Hey man sorry I got all grabby
i could't wear that belt anymore, it was gonna make me keep shitting for the rest of the night
He was eating me out on the dryer...and his mom walked in with her laundry basket...
He wasn't the only one with a full load.
im just gonna turn drinking alone on new years into a tradition
Just got a call from someone claiming to be my son . How do I initiate a conversation. Tell me about the last eighteen years. And by the way who is your mom again?
I'm getting very mixed reviews. One friend told me to stop drinking bc the last 3 times he's heard from me I've either peed my pants, been throwing up, or people have been having sex beside me.
Strangely enough I'm encouraging you to keep drinking for all the same reasons.
I was so drunk that I didn't realize he was staying at the Waldorf. I walk of shamed the Astoria, do you even know what this means?
He literally had a note from his doctor saying he wasn't allowed to finger me for a week
He asked us to wake him up with a strobe light. We had it going in front of his face full power for half and hour and he didn't even blink.
Dear god. Please. Please do NOT deprive yourself of dick for 90 days. Blood will spill. Wolverines will howl. I can't handle that kind of terror.
My mouth feels like it's at the dentist but my body feels like it's at the strip club.
I'm 99% sure I just puked glitter. Wine drunk Mondays shouldn't be a thing.

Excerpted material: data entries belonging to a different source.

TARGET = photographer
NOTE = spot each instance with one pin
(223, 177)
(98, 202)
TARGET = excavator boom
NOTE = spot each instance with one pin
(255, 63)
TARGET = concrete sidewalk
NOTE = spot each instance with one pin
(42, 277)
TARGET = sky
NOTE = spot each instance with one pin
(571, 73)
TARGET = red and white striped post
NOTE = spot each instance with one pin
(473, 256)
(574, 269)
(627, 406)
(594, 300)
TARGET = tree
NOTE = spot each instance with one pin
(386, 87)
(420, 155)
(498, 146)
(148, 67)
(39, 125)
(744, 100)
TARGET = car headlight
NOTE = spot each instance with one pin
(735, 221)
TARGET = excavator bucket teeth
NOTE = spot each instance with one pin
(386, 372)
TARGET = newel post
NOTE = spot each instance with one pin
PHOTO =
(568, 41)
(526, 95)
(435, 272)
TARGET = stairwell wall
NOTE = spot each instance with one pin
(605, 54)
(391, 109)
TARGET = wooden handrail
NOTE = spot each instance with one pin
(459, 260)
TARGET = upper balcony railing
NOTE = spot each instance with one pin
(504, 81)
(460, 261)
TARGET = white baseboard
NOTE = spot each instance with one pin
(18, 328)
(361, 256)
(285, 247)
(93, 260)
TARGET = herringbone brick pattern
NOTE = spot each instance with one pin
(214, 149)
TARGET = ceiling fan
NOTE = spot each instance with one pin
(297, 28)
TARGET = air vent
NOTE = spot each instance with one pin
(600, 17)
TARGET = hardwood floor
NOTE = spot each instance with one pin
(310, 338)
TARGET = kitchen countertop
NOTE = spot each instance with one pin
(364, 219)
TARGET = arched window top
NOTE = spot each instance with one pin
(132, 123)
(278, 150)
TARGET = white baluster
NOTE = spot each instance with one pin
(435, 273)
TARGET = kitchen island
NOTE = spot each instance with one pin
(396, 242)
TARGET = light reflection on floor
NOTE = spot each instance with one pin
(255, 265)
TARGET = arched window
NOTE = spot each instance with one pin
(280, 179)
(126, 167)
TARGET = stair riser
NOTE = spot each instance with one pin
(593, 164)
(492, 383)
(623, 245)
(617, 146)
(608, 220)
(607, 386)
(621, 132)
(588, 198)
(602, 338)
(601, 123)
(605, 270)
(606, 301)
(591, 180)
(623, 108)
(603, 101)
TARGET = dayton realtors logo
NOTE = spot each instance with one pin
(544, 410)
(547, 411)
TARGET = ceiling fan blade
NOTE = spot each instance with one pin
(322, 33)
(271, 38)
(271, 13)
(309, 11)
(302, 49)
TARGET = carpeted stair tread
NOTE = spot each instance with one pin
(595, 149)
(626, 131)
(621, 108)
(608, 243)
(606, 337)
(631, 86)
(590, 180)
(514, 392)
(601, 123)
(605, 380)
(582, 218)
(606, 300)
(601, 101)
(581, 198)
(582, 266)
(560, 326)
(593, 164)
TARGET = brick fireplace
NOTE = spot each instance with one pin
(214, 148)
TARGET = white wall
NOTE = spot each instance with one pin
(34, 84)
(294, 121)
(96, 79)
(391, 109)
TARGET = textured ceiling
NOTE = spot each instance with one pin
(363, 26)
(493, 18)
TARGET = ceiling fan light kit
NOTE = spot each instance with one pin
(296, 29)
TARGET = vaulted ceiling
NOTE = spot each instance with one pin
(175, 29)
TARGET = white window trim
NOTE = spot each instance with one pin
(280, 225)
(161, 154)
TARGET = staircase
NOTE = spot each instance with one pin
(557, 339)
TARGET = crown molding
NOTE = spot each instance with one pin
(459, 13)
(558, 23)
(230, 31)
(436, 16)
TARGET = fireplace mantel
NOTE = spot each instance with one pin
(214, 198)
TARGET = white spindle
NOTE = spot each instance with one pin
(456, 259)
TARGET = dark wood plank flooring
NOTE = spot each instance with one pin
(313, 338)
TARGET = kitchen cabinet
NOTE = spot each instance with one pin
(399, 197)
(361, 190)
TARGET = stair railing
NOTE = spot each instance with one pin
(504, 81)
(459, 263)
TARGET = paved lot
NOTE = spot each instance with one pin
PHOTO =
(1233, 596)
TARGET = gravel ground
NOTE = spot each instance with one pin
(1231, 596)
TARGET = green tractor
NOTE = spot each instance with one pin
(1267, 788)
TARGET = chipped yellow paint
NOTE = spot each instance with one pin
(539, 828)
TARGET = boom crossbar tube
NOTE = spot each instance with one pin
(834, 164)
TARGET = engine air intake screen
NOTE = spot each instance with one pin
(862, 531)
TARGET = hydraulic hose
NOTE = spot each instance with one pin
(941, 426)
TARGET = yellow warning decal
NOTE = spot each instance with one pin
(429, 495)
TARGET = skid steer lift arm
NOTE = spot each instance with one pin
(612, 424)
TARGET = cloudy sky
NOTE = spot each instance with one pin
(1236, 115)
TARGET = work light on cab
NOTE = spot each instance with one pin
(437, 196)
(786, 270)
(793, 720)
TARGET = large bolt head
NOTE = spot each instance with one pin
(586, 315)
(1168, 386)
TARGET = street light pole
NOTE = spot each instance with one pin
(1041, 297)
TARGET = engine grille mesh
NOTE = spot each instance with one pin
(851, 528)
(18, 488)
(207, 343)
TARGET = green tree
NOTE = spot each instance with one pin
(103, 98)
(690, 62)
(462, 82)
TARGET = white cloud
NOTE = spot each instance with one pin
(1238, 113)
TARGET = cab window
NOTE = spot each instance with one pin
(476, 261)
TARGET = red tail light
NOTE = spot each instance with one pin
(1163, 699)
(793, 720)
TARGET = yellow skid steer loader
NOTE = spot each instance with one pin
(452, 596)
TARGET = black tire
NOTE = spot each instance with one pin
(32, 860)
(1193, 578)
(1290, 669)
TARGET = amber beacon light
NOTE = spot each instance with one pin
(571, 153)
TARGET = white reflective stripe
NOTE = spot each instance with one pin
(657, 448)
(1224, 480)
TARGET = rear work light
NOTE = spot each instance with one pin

You were spooning an empty magnum of white wine in the middle of the bed so I slept on the couch
Well at least there's no more confusion about your place in my life. Wine > pizza > your dick > the rest of you.
Love you...
i need to un-sleep with a few of those brothers before we ever go back to that house again. i'm serious. i will not be a fraternity groupie.
i will not be out-irished. not this night. if i don't wake up tomorrow handcuffed to a hospital bed, i have failed my ancestors.